Students in this concentration focus on the ecology, structure, and function of ecosystems, with a particular emphasis on plant communities and their interactions with their ecosystems. If you’re interested in the fundamental properties and practices underlying the restoration and management of aquatic, wetland, forest, and grassland ecosystems, this concentration is for you. You’ll take courses in restoration, landscape, and plant ecology, as well as courses focused on specific ecosystems (e.g., streams, wetlands, agroecosystems), invasive species, community ecology, and ecosystem science.

Ecosystem Stewardship and Restoration Ecology program requirements

Environmental Science and Management

Are you motivated to understand and protect environmental quality through management of soil and water resources?

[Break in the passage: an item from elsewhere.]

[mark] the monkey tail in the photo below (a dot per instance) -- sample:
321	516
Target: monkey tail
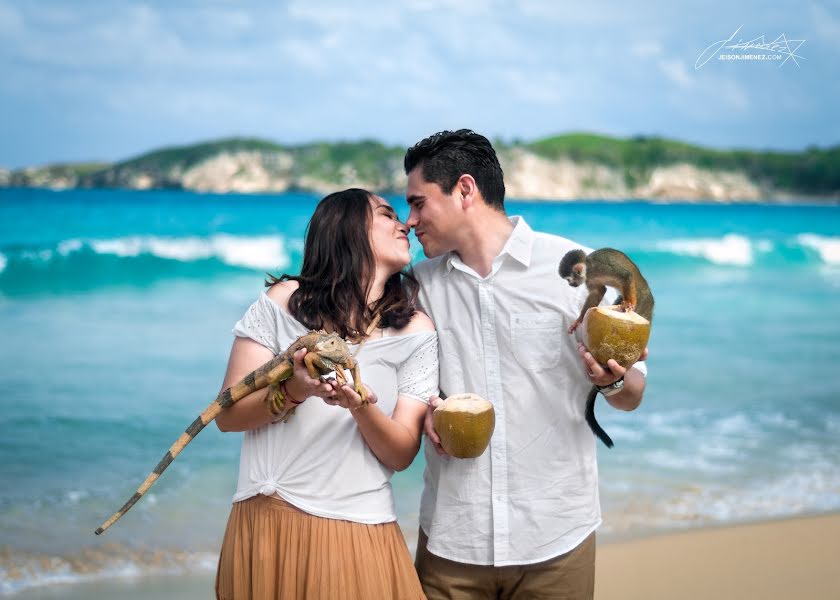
592	421
274	370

If so, our environmental science and management concentration may be for you. Your coursework will provide a solid background in environmental chemistry, environmental microbiology, ecohydrology, and improving environmental quality, as well as courses focused more specifically on soil and water sciences.

Environmental Science and Management program requirements

Fish, Wildlife, and Conservation Biology

This concentration emphasizes the ecology, conservation, and sustainable management of fish and wildlife species and communities, and is designed for students interested in understanding interactions among humans, wild animals, and their habitats. Students in this concentration will take courses in conservation of threatened and endangered species, management of harvested species, aquatic ecosystem conservation, animal behavior, vertebrate natural history, identification of animals and plants, and advanced ecology.

Fish, Wildlife, and Conservation Biology program requirements

Human Dimensions of the Environment

Our human dimensions of the environment concentration examines the role of individuals, groups, and policies in environmental problems and their solution. Students in this concentration complete advanced coursework in topics such as behavior change science, natural resource economics, environmental and conservation psychology, communications, and environmental law and policy. Students who have completed degrees in this concentration have gone on to careers in natural resource management, environmental policy, law, advocacy, corporate environmental sustainability, and education.